We will use: .$\displaystyle \text{Time} \:=\:\frac{\text{Distance}}{\text{Speed}} $

Calum was floating down a river on a raft, when a half-mile downstream,

his brother Duncan set off in a canoe. .Duncan paddled downstream as

quickly as he could, then turned round and paddled back again, still at

his best pace. He arrived back at his starting point just as Calum floated by.

Assuming Duncan's best pace in still water is 10 times that of the river current,

how far did he paddle? Code:

C ½
* - - - - *
D x P
+ - - - - * → → → → → → → → *
* ← ← ← ← ← ← ← ← *
x

Let $\displaystyle r$ be the speed of the river's current.

Calum starts at $\displaystyle C$ and drifts a half-mile to $\displaystyle D.$

. . At $\displaystyle r$ mph, this takes him: .$\displaystyle \frac{\frac{1}{2}}{r} \:=\:\frac{1}{2r}$ hours.

Duncan's speed is $\displaystyle 10r$ mph.

Paddling *with* the current, his speed is: $\displaystyle 10r + r \,=\,11r$ mph.

Paddling *against* the current, his speed is: $\displaystyle 10r - r \,=\,9r$ mph.

Duncan paddles $\displaystyle x$ miles downstream from $\displaystyle D$ to $\displaystyle P$ at $\displaystyle 11r$ mph.

. . This takes him: .$\displaystyle \frac{x}{11r}$ hours.

Duncan paddles $\displaystyle x$ miles upstream back to $\displaystyle D$ at $\displaystyle 9r$ mph.

. . This takes him: .$\displaystyle \frac{x}{9r}$ hours.

Duncan's total time is: .$\displaystyle \frac{x}{11r} + \frac{x}{9r} \:=\:\frac{20x}{99r}$ hours.

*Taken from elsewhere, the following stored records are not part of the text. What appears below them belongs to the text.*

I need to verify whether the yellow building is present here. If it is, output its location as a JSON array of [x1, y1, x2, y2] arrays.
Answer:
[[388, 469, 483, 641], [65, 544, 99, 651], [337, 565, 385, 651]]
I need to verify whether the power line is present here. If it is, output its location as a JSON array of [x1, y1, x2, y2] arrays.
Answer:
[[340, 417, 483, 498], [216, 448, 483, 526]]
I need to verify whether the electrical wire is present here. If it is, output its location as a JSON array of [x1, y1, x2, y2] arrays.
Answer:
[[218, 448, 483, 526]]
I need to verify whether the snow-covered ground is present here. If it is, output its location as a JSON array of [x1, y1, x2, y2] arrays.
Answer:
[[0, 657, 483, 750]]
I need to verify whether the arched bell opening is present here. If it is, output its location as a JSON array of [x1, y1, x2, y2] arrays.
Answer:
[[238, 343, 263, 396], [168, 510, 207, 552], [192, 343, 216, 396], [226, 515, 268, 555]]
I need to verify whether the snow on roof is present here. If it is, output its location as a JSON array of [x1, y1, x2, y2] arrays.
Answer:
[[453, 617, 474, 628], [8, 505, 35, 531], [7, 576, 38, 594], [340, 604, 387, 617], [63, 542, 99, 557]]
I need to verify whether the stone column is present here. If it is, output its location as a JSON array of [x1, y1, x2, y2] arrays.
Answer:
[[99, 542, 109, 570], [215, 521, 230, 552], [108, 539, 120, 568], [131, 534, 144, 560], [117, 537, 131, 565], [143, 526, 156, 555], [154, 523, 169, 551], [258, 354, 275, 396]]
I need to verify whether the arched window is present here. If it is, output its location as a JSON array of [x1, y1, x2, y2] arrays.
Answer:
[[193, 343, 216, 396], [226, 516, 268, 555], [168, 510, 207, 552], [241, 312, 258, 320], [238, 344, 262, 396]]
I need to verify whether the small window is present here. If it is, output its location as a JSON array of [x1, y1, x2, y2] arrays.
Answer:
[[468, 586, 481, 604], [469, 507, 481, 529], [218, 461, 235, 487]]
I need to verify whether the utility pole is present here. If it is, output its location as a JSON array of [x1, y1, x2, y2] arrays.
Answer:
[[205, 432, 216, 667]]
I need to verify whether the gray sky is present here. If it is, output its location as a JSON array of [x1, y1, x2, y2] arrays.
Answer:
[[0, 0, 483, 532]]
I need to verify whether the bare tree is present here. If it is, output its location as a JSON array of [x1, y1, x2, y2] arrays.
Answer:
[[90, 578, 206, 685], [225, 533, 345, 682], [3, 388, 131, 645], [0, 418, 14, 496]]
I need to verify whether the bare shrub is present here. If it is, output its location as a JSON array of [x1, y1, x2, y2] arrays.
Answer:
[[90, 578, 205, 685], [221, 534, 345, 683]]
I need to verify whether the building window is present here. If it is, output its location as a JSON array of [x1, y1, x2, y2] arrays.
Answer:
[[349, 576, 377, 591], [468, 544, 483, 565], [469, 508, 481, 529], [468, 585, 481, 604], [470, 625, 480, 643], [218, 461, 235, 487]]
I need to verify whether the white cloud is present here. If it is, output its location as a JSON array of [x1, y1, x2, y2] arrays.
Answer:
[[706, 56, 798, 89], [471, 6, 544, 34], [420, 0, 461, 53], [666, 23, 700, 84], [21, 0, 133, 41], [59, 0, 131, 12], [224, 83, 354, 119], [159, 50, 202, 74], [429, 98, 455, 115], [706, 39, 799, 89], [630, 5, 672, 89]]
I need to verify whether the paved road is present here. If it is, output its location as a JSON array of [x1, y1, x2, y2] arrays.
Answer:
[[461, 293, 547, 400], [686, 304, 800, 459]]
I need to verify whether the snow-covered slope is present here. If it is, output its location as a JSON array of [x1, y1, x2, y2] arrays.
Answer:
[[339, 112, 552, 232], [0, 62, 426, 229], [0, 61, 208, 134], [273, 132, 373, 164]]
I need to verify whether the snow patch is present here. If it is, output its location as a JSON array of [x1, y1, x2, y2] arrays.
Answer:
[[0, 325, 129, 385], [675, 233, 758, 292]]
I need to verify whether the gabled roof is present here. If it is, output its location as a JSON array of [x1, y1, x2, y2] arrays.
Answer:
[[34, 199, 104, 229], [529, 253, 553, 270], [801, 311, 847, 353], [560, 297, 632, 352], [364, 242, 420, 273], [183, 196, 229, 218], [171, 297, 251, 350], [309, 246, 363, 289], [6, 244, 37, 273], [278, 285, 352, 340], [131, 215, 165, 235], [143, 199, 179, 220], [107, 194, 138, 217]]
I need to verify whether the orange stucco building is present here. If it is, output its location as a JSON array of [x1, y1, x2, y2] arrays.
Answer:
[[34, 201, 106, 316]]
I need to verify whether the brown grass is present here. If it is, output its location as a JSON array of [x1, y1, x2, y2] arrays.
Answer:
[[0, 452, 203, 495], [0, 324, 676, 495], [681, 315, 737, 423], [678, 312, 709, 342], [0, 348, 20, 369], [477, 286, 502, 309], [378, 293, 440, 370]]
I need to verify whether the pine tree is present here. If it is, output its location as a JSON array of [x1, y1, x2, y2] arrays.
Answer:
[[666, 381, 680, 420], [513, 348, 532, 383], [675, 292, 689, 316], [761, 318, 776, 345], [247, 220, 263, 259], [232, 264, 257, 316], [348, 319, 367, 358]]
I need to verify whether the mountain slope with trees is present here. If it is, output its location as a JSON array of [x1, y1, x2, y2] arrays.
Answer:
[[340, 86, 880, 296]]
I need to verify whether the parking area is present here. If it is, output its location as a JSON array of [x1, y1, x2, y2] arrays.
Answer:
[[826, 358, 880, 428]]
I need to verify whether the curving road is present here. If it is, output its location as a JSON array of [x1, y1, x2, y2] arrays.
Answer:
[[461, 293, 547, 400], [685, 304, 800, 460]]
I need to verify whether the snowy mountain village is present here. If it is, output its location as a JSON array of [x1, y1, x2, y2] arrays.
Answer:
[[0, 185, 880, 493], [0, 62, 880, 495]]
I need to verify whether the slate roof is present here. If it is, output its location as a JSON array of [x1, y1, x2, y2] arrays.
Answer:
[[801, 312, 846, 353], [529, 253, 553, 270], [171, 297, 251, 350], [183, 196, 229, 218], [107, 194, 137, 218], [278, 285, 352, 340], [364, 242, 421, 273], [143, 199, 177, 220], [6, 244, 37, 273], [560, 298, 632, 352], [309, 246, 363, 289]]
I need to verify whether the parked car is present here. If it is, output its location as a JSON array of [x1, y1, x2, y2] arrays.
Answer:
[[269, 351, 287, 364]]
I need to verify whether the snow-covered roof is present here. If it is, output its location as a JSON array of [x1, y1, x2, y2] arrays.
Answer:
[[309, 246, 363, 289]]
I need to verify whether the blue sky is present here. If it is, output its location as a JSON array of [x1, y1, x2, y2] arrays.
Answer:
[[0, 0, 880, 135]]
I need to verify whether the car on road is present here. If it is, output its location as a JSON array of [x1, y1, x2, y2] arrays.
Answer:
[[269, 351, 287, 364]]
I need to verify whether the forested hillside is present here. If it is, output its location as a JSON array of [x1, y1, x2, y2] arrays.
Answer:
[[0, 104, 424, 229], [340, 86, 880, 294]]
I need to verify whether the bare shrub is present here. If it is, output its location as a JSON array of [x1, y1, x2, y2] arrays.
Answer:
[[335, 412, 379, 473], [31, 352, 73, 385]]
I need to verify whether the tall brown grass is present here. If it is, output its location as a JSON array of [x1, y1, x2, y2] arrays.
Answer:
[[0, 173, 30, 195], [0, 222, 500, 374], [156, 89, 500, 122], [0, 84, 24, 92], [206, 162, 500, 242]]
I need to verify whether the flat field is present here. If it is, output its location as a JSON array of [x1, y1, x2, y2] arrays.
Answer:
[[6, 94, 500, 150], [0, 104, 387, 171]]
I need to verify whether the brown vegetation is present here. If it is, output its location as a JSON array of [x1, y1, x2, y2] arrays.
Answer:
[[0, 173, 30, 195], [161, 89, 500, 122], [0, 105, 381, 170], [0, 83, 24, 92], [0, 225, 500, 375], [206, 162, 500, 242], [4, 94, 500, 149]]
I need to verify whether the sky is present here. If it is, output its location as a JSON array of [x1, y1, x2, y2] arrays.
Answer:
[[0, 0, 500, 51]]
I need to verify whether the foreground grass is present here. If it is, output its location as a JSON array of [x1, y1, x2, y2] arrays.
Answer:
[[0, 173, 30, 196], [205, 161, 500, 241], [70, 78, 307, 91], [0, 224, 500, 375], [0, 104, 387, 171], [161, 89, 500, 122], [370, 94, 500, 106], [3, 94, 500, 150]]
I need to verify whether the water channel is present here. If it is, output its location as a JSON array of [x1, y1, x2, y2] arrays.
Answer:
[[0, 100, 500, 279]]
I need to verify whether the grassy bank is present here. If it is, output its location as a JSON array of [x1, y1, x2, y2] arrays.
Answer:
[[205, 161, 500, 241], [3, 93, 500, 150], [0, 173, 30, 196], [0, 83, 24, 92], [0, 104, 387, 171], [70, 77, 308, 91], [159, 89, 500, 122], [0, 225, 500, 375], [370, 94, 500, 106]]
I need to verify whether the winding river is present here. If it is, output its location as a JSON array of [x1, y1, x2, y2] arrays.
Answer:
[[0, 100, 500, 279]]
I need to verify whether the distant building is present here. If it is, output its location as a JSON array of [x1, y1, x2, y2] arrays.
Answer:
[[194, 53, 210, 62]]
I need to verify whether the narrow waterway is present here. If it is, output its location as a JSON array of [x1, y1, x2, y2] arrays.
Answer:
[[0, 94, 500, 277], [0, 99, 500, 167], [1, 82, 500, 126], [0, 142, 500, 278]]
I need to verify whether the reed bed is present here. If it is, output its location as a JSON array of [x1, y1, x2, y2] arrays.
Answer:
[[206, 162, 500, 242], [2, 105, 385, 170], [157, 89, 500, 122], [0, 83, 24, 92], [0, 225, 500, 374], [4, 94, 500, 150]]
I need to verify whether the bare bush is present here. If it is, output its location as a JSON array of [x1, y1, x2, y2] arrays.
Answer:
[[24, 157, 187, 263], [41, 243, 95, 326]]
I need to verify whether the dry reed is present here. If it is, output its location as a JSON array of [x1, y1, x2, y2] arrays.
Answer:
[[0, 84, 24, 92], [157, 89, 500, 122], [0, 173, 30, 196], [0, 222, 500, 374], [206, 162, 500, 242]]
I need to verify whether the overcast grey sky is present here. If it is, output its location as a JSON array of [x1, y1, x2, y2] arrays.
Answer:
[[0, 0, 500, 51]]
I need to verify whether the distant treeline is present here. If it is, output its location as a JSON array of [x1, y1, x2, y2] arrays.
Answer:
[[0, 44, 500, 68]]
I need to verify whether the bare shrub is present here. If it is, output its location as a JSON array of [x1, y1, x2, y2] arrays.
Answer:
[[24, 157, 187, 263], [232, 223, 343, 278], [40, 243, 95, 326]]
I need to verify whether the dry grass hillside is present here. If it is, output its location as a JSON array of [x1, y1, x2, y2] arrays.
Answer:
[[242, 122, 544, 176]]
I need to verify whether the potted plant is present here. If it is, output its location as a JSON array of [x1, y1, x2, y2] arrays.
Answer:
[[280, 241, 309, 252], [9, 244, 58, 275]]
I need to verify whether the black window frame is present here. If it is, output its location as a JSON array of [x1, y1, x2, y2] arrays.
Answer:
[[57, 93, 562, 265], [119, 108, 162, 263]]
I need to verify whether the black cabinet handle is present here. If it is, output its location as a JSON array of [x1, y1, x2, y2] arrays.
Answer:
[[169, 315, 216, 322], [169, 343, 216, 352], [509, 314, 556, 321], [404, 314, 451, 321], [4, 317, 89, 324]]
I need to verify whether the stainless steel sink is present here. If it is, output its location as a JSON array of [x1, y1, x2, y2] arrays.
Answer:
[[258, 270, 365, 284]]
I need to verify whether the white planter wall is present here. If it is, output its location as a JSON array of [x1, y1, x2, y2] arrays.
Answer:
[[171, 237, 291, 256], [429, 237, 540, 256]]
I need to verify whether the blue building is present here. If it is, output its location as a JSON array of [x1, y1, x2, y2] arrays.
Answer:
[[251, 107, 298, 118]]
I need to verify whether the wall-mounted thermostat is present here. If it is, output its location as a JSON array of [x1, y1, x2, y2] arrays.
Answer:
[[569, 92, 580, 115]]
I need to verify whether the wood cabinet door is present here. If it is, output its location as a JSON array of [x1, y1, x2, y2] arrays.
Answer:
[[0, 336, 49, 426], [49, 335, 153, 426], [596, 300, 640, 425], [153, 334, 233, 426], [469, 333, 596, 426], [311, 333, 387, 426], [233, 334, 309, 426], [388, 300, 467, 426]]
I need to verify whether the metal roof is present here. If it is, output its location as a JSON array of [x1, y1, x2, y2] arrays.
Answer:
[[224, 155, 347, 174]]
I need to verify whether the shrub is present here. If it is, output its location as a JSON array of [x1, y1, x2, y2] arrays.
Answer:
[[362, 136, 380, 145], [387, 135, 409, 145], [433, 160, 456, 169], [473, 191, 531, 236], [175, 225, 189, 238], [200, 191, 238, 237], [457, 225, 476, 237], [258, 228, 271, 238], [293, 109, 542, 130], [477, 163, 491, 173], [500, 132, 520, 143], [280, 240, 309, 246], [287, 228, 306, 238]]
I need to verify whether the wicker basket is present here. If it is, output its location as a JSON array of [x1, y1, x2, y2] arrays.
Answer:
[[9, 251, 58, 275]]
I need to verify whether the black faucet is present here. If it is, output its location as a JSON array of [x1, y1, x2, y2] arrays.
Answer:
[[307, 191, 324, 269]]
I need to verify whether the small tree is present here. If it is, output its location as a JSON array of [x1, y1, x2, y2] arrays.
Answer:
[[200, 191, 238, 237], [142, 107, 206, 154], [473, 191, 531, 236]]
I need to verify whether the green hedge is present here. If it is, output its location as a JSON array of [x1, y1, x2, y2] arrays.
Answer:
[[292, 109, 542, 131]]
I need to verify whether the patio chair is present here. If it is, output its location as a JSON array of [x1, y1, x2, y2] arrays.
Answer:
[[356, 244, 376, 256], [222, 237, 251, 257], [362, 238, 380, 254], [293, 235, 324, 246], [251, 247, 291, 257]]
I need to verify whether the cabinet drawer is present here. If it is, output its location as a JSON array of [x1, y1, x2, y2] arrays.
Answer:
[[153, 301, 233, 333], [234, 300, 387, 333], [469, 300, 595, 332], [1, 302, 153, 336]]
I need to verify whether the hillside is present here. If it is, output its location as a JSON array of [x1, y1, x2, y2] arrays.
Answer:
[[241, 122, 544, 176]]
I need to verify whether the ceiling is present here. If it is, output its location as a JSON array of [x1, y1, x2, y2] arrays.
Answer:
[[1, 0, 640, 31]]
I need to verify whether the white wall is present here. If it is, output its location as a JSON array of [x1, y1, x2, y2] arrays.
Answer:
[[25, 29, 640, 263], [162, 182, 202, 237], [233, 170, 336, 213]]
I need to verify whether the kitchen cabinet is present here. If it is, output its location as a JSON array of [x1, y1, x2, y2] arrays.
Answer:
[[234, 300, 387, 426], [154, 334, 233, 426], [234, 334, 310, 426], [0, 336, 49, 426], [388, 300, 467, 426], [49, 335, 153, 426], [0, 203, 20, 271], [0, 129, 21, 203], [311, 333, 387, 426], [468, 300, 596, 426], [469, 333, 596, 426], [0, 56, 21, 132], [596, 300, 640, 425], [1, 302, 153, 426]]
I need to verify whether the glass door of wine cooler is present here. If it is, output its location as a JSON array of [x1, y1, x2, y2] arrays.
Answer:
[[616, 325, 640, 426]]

Since Calum and Duncan meet at point $\displaystyle D$, their times are equal.

Our equation is: .$\displaystyle \frac{20x}{99r} \;=\;\frac{1}{2r}$

Multiply by $\displaystyle 198r\!:\;\;40x \:=\:99\quad\Rightarrow\quad x \:=\:\frac{99}{40}$ miles.

Therefore, Duncan paddled a total of: .$\displaystyle 2x \:=\:2\left(\frac{99}{40}\right) \:=\:4.95$ miles.